One of the cairns, which has partly fallen down, from the ancient mountain trail at Sandgrovskaret. (Photo: Espen Finstad/Secretsoftheice.com)
Forgotten mountain trails
The surveys at Sandgrovskaret site also revealed an ancient mountain trail. According to local history, this was used all the way up to the 19th century. What the archaeologists don’t know, is how far back the use of the mountain trail goes. The trail is marked by a number of so-called cairns, little man-made piles of stone used to mark the path. “It’s impossible to say based on these cairns how old the trail is”, Finstad says. At another site however, Lendbreen in Jotunheimen, the melting ice revealed a forgotten mountain pass, as well as a number of artefacts dated back to the Iron Age. Here the archaeologists know that the pass was since forgotten and not in use. In total, the archaeologists have discovered approximately 800 artefacts left behind by people who were there centuries ago, sciencenorway.no wrote about this pass.

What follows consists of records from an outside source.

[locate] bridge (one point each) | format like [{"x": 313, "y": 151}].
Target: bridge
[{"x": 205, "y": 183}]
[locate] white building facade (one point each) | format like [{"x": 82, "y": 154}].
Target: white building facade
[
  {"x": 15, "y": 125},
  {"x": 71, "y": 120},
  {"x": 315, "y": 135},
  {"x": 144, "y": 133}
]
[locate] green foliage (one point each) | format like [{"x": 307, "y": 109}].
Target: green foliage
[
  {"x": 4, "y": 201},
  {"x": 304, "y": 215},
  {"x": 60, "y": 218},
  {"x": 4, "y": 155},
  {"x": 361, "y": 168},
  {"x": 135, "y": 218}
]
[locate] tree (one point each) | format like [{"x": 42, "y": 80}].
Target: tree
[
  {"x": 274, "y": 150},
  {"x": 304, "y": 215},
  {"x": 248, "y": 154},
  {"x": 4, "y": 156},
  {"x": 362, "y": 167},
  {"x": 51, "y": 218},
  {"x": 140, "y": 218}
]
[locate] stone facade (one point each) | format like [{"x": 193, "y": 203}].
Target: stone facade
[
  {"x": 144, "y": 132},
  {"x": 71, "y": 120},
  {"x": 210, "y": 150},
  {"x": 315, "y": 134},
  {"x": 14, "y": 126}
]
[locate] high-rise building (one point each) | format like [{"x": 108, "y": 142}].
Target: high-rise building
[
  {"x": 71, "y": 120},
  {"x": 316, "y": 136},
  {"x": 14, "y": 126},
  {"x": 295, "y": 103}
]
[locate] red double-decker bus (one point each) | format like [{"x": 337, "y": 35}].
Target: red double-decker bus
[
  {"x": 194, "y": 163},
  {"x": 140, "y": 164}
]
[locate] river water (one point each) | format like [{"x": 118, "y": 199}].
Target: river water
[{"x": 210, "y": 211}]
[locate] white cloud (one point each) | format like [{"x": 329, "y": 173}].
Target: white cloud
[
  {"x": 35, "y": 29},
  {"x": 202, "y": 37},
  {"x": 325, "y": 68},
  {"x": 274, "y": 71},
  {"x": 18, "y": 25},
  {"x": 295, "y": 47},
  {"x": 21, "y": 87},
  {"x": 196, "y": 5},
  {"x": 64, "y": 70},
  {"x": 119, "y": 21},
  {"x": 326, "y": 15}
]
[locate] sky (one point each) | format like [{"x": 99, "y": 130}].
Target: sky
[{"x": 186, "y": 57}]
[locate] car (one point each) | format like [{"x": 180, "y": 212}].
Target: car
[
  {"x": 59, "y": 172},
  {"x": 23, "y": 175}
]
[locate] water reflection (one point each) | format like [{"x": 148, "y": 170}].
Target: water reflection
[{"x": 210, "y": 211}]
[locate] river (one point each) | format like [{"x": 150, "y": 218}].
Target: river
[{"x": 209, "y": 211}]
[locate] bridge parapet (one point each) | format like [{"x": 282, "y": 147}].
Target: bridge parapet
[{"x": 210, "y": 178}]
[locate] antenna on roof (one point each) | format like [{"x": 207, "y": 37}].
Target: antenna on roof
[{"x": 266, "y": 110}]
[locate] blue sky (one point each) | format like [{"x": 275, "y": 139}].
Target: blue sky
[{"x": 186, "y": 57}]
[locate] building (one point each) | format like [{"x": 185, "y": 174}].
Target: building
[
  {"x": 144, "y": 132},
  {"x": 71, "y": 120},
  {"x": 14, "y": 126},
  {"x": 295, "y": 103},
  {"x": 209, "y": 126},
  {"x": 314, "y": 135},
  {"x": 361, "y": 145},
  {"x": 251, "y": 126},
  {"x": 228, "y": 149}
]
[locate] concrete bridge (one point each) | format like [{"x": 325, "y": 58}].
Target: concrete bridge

Remains of sleds, dead animals, clothing and household items melted out of the ice in the pass. Many of the artefacts found, including a knife and a mitten dated to the Viking Age, are very well preserved. Radiobarbon dates of the finds in fact confirmed that the trail was most intensely used around 1000 years ago, during the Viking Age. “The lost mountain pass at Lendbreen is the greatest discovery of the Secrets of the Ice program”, according to archaeologist Lars Pilø.